ISTANBUL: Turkey warned on Monday it may bring in the army to help quell nearly three weeks of nationwide anti-government protests as two major union federations went on strike over police violence against demonstrators.
The government raised the threat of putting soldiers on the streets after a weekend of violent clashes sparked by the eviction of campers occupying Istanbul's Gezi Park, the epicentre of the protest movement.
Police “will use all their powers” to end the unrest, Deputy Prime Minister Bulent Arinc said in a televised interview. “If this is not enough, we can even utilise the Turkish armed forces in cities.”The deployment of the military, the self-described guardian of the secular state, would mark an escalation of a crisis posing the biggest challenge yet to Prime Minister Recep Tayyip Erdogan's Islamic-rooted government.
But after losing their focal protest site, with Gezi Park and the adjoining Taksim Square still guarded by police on Monday, the demos appeared to lose some of their intensity.

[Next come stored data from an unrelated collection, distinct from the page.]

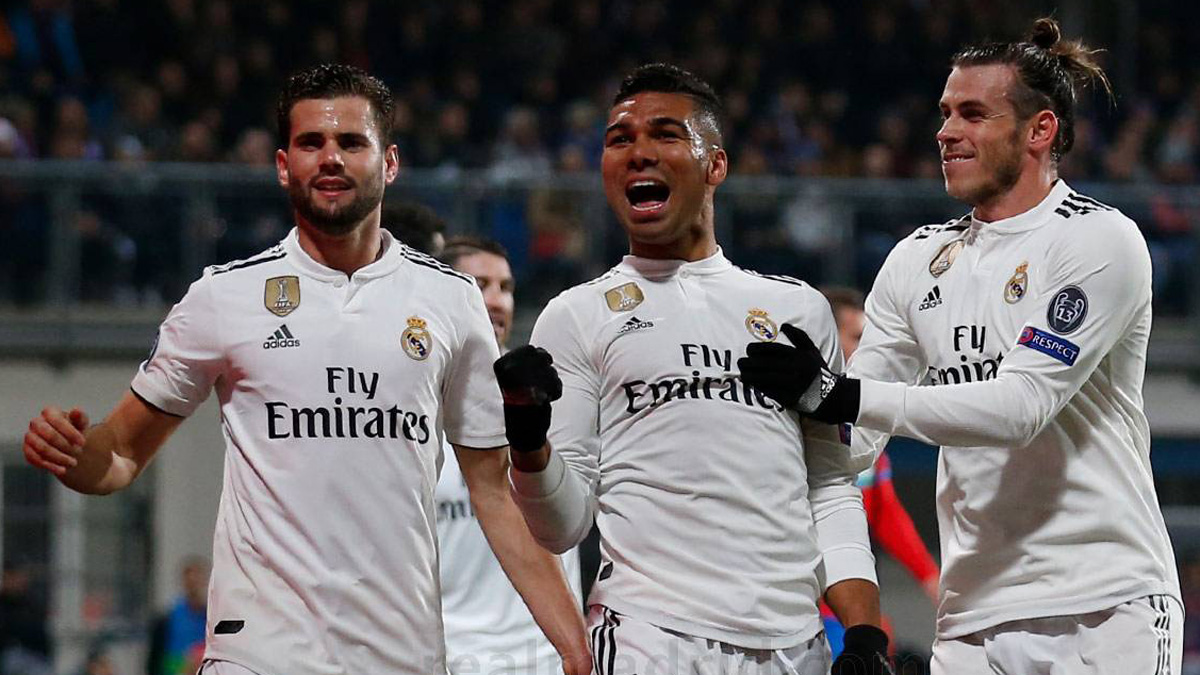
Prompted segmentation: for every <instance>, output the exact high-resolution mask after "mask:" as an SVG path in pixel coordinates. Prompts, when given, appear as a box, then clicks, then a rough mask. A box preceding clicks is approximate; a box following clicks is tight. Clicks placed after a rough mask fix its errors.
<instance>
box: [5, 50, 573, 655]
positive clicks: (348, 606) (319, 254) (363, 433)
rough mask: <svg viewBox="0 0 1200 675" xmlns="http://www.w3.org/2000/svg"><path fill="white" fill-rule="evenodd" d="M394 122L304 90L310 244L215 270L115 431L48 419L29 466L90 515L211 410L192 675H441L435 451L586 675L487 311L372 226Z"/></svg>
mask: <svg viewBox="0 0 1200 675" xmlns="http://www.w3.org/2000/svg"><path fill="white" fill-rule="evenodd" d="M392 110H394V100H392V96H391V92H390V91H389V90H388V88H386V86H385V85H384V84H383V82H380V80H378V79H377V78H373V77H371V76H368V74H367V73H365V72H362V71H361V70H359V68H355V67H352V66H342V65H322V66H313V67H311V68H306V70H304V71H300V72H298V73H295V74H294V76H292V77H290V78H289V79H288V80H287V82H286V84H284V86H283V90H282V92H281V95H280V101H278V106H277V113H278V139H280V149H278V150H277V151H276V174H277V179H278V183H280V185H281V186H282V187H284V189H286V190H287V193H288V197H289V199H290V204H292V207H293V213H294V219H295V223H296V227H295V228H294V229H293V231H292V232H290V233H289V234H288V235H287V238H284V240H283V241H281V243H280V244H278V245H277V246H274V247H271V249H269V250H266V251H264V252H262V253H259V255H258V256H254V257H252V258H250V259H245V261H238V262H233V263H228V264H224V265H215V267H210V268H206V269H205V270H204V275H203V276H202V279H200V280H198V281H197V282H194V283H193V285H192V287H191V289H190V291H188V292H187V294H186V295H185V297H184V299H182V300H180V301H179V304H176V305H175V306H174V307H173V309H172V311H170V313H169V315H168V316H167V318H166V319H164V321H163V323H162V325H161V328H160V331H158V340H157V342H156V345H155V348H154V351H152V353H151V356H150V357H149V358H148V359H146V362H145V363H143V364H142V366H140V368H139V369H138V372H137V375H136V376H134V378H133V382H132V384H131V387H130V389H131V390H130V392H128V393H126V394H125V396H124V398H122V399H121V400H120V402H119V404H118V405H116V407H115V408H114V410H113V412H112V413H109V416H108V418H106V420H104V422H102V423H100V424H97V425H95V426H92V425H90V424H89V420H88V416H86V414H85V413H84V412H83V411H82V410H79V408H73V410H71V411H68V412H67V411H62V410H60V408H56V407H46V408H43V411H42V413H41V416H38V417H37V418H35V419H34V420H32V422H30V424H29V431H28V432H26V435H25V444H24V448H23V450H24V454H25V459H26V461H29V464H31V465H32V466H36V467H40V468H43V470H46V471H49V472H50V473H52V474H53V476H55V477H56V478H58V479H59V480H60V482H61V483H62V484H64V485H66V486H67V488H70V489H72V490H76V491H79V492H84V494H100V495H103V494H109V492H113V491H116V490H121V489H125V488H127V486H128V485H130V484H131V483H132V482H133V480H134V479H136V478H137V477H138V476H139V474H140V473H142V472H143V470H144V468H145V467H146V465H148V464H149V462H150V461H151V459H152V458H154V455H155V453H157V450H158V449H160V448H161V447H162V446H163V443H166V441H167V440H168V437H169V436H170V435H172V434H173V432H174V431H175V430H176V429H178V428H179V425H180V423H181V422H182V419H184V418H186V417H187V416H190V414H191V413H193V412H194V411H196V408H197V407H198V406H199V405H200V404H202V402H203V401H204V400H205V399H206V398H208V396H209V394H210V393H212V392H214V390H216V393H217V396H218V399H220V402H221V416H222V424H223V429H224V430H226V441H227V448H226V450H227V462H226V480H224V489H223V490H222V495H221V500H222V501H221V507H220V512H218V515H217V526H216V533H215V537H214V562H215V567H214V575H212V579H214V584H212V589H211V593H210V599H211V602H210V605H209V608H208V609H209V616H208V629H206V645H205V663H204V667H203V669H202V671H203V673H205V674H209V675H235V674H240V675H245V674H247V673H254V674H257V675H282V674H284V673H286V674H287V675H304V674H311V675H318V674H328V673H396V674H400V673H404V674H409V675H428V674H430V673H440V671H443V670H445V663H444V661H445V647H444V644H443V640H442V617H440V616H439V614H438V611H437V608H438V607H439V604H440V603H439V598H438V583H437V532H436V522H434V520H436V514H434V513H433V512H432V508H433V485H434V484H436V480H437V464H438V458H439V456H440V455H442V452H443V450H442V440H443V437H444V438H445V440H448V441H449V442H450V443H451V444H452V446H454V449H455V452H456V453H458V454H460V465H461V467H462V472H463V476H464V477H466V479H467V483H468V485H469V489H470V498H472V502H473V503H474V506H475V507H476V508H475V510H476V513H478V514H479V521H480V525H481V526H482V527H484V528H485V530H486V531H487V532H488V534H491V537H490V539H488V540H490V542H491V543H492V544H493V546H494V550H496V555H497V556H498V557H499V558H500V560H503V561H504V563H505V572H508V573H509V574H510V575H511V578H512V581H514V585H515V586H517V587H518V589H521V591H522V597H524V598H526V599H527V602H528V603H529V607H530V610H532V611H533V613H534V615H535V616H536V617H538V620H539V622H540V625H541V626H544V627H545V629H546V632H547V634H550V635H551V639H552V640H553V641H554V644H556V646H557V647H558V649H559V650H562V652H563V656H564V663H565V664H566V670H568V673H580V674H586V673H587V671H588V670H589V662H590V657H589V655H588V651H587V645H586V640H584V635H583V626H582V616H581V615H580V610H578V607H577V604H576V602H575V599H574V598H572V597H571V592H570V589H569V586H568V584H566V583H565V579H564V577H563V573H562V568H560V565H559V563H558V561H557V560H556V558H554V557H553V556H551V555H548V554H546V552H545V551H541V550H540V549H539V548H538V546H536V544H535V543H534V542H533V539H532V538H530V536H529V532H528V530H527V528H526V526H524V524H523V522H522V518H521V514H520V512H518V510H517V509H516V507H515V506H514V503H512V498H511V496H510V494H509V488H508V480H506V476H505V470H506V467H508V448H506V447H505V446H504V432H503V419H502V417H500V416H502V408H500V400H499V396H498V395H497V394H498V389H497V386H496V382H494V376H493V375H492V374H491V372H490V370H488V366H490V365H491V363H492V362H493V360H494V359H496V357H497V356H498V353H499V352H498V350H497V347H496V340H494V335H493V333H492V330H491V329H490V327H488V321H487V316H486V311H485V310H484V306H482V299H481V298H480V297H479V291H478V289H476V288H474V283H473V281H472V280H470V277H468V276H466V275H462V274H460V273H457V271H454V270H452V269H450V268H449V267H446V265H444V264H442V263H439V262H437V261H434V259H433V258H430V257H427V256H424V255H421V253H418V252H415V251H413V250H412V249H409V247H407V246H402V245H398V244H396V241H395V240H394V239H392V238H391V235H390V234H389V233H386V231H383V229H382V228H380V226H379V220H380V204H382V201H383V195H384V190H385V186H386V185H388V184H390V183H392V181H394V180H395V178H396V174H397V172H398V168H400V157H398V151H397V148H396V145H394V144H391V143H390V141H389V139H390V129H391V121H392ZM380 514H384V515H383V516H380Z"/></svg>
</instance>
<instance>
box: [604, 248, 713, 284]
mask: <svg viewBox="0 0 1200 675" xmlns="http://www.w3.org/2000/svg"><path fill="white" fill-rule="evenodd" d="M617 268H618V269H619V270H620V271H623V273H625V274H634V275H637V276H641V277H643V279H666V277H668V276H673V275H676V274H688V275H690V274H695V275H707V274H719V273H721V271H725V270H727V269H733V263H731V262H730V259H728V258H726V257H725V252H724V251H722V250H721V247H720V246H718V247H716V252H715V253H713V255H712V256H708V257H707V258H701V259H698V261H694V262H686V261H670V259H668V261H664V259H656V258H640V257H637V256H625V257H624V258H622V259H620V264H619V265H617Z"/></svg>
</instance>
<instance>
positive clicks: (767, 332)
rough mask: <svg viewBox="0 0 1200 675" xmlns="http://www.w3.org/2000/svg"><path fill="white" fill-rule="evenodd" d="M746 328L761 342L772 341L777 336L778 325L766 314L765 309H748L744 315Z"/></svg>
mask: <svg viewBox="0 0 1200 675" xmlns="http://www.w3.org/2000/svg"><path fill="white" fill-rule="evenodd" d="M746 330H749V331H750V335H754V339H755V340H758V341H761V342H774V341H775V337H779V327H778V325H775V322H774V321H770V317H768V316H767V310H757V309H756V310H750V316H748V317H746Z"/></svg>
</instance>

Groups of hundreds of striking workers from the KESK and DISK union federations took to the streets in Istanbul, Ankara and the western city of Izmir calling for the police violence against protesters to end immediately and chanting “Erdogan, resign!”.
Their progress was at times blocked by officers backed by water cannon trucks but there were no reports of fresh clashes. The unions' turnout was smaller than when they marched in support of the demonstrators on June 5.
After the members dispersed in Istanbul in the evening, some 300 youngsters clashed briefly with police who fired tear gas, water and rubber bullets.
Turkey's crisis began when a sit-in to save Gezi's 600 trees from being razed in a redevelopment project prompted a brutal police response on May 31, spiralling into countrywide demonstrations against Erdogan, seen as increasingly authoritarian.
So far four people have been killed and nearly 7,500 people injured, according to the Turkish Medical Association (TBB).
A survey by Metropoll, published in the Zaman daily, found that the AKP would still come first if elections were held now, with 35.3 percent of the vote.
That the government has said it may call in the pro-secular army — which has been steadily sidelined during Erdogan's decade-long rule — shows it wants to end the current turmoil “at any cost”, said professor Ilter Turan, a political scientist at Istanbul's Bilgi University.